National Novel Writing Month Contest Entry: The Sound of the Midnight Knocking

Timothy Sexton
Dave Rampill threw a suitcase full of clothes, an Atlanta Braves canvas bag full of bulging manila envelopes and half-filled stencil notebooks-along with his laptop computer-into his car and prepared to say au reservoir forever to Atlanta, Georgia. A gleaming southern Emerald City that now seemed as beautiful and welcoming to him as that tornado that had carried Dorothy Gale out of Kansas in the first place. The tornado that was whisking him away was much rougher. It didn't sound anything like a freight train.

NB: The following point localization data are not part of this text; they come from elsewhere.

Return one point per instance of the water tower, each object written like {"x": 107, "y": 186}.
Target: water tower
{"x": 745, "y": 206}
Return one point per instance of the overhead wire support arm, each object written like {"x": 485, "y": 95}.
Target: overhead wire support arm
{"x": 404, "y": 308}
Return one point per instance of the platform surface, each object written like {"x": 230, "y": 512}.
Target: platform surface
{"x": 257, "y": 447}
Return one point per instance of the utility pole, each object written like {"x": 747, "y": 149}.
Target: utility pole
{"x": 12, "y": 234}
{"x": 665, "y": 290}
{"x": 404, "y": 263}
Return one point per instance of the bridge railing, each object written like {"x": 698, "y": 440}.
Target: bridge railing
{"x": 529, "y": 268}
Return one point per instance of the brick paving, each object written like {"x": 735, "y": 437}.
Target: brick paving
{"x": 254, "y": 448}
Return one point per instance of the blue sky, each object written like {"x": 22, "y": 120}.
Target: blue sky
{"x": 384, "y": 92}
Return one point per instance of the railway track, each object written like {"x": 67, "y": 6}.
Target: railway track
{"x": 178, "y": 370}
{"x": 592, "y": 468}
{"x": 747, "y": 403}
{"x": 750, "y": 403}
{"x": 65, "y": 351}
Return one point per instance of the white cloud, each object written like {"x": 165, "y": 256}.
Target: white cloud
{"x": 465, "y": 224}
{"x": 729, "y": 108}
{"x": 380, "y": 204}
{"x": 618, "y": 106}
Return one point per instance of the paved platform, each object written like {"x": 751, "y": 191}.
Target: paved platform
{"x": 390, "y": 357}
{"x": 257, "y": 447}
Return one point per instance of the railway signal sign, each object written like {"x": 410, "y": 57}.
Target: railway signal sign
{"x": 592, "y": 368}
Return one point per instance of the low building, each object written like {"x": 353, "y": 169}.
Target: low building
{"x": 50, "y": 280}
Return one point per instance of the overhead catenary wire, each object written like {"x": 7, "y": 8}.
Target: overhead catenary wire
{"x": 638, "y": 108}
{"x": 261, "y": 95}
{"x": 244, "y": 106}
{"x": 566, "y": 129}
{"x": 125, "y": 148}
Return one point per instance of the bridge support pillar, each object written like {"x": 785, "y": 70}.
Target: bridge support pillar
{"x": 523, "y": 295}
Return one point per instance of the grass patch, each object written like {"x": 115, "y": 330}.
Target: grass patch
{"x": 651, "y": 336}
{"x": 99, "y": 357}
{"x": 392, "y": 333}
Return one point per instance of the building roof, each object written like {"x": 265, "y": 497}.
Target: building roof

More like the freaking Space Shuttle.

He still had four months left on the lease and was kissing off a $150 cleaning deposit. Everything else that could be sold had been pawned: Furniture, 27 inch TV, VCR, DVD player and Bose stereo equipment, silverware and linens, books and records. Anything that would just weigh him down. Things that he could easily enough replace. Somewhere else. Whatever podunk inconspicuous town that crazy twister placed him down in.

All in all, he had to figure, he was getting away pretty cheap.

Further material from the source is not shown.